Je collega’s van de politie hebben de handen vol om iedereen ‘in het gareel’ te laten lopen. Hoe sta jij daar tegenover?

“Zorg is belangrijk, maar wat ik mijn collega’s nu zie doen, is complementair. Zorgen dat er zo weinig mogelijk besmet worden en dan worden de mensen in de zorg minder belast. Ik heb het nog in een recent interview op WTV gezegd: ‘blijf in uw kot’. Maar er zal altijd een minderheid zijn die niet wil luisteren. Respect voor mijn collega’s die 24/7 hun opdracht uitvoeren. Ik zal ze straks hopelijk terug vervoegen, want mensen helpen, beschermen en dienen is ook onze missie.”

Heb je nog een boodschap voor hen die het moeilijk hebben om in hun kot te blijven…

“Ja, zie elkaar graag, maar met de nodige afstand en virtuele knuffels. Steun elkaar! Iedereen heeft moeilijke momenten, sterktes en zwaktes. Wees verdraagzaam. Samen moeten we nu een front vormen tegen dat verschrikkelijk beest.
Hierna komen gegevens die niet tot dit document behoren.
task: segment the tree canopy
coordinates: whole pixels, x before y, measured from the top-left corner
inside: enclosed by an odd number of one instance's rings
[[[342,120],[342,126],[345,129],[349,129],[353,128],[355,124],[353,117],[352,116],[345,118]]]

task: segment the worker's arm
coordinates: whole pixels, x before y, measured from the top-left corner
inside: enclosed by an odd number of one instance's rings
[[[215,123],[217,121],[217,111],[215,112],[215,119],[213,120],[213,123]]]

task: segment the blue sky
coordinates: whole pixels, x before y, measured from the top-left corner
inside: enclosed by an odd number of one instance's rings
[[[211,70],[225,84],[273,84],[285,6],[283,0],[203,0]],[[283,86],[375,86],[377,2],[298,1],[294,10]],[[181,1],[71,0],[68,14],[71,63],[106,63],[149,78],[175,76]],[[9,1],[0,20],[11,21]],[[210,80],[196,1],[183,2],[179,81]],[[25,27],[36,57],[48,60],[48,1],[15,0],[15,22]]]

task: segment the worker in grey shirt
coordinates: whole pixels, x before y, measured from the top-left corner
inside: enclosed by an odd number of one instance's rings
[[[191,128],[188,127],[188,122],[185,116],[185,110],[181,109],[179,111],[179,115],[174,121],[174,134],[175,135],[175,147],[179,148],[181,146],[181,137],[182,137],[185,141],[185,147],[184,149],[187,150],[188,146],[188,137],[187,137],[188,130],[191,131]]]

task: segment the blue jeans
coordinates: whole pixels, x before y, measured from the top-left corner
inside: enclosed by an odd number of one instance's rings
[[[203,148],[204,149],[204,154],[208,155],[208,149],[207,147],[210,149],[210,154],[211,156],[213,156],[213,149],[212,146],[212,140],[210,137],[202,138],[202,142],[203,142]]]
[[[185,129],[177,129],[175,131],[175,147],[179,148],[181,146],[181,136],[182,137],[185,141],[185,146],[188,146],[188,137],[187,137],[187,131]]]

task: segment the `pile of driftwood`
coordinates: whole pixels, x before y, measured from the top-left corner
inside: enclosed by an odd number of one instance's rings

Ik wil niemand een verblijf in het ziekenhuis toewensen. Je ziet veel beelden op tv, maar het ondergaan is andere koek. Luister naar de preventieve boodschappen en bit ip joen tanden. Ik wens ook veel beterschap aan alle mensen die momenteel in het ziekenhuis liggen. Mijn gedachten gaan ook uit naar diegenen die deze ongelijke strijd hebben verloren.”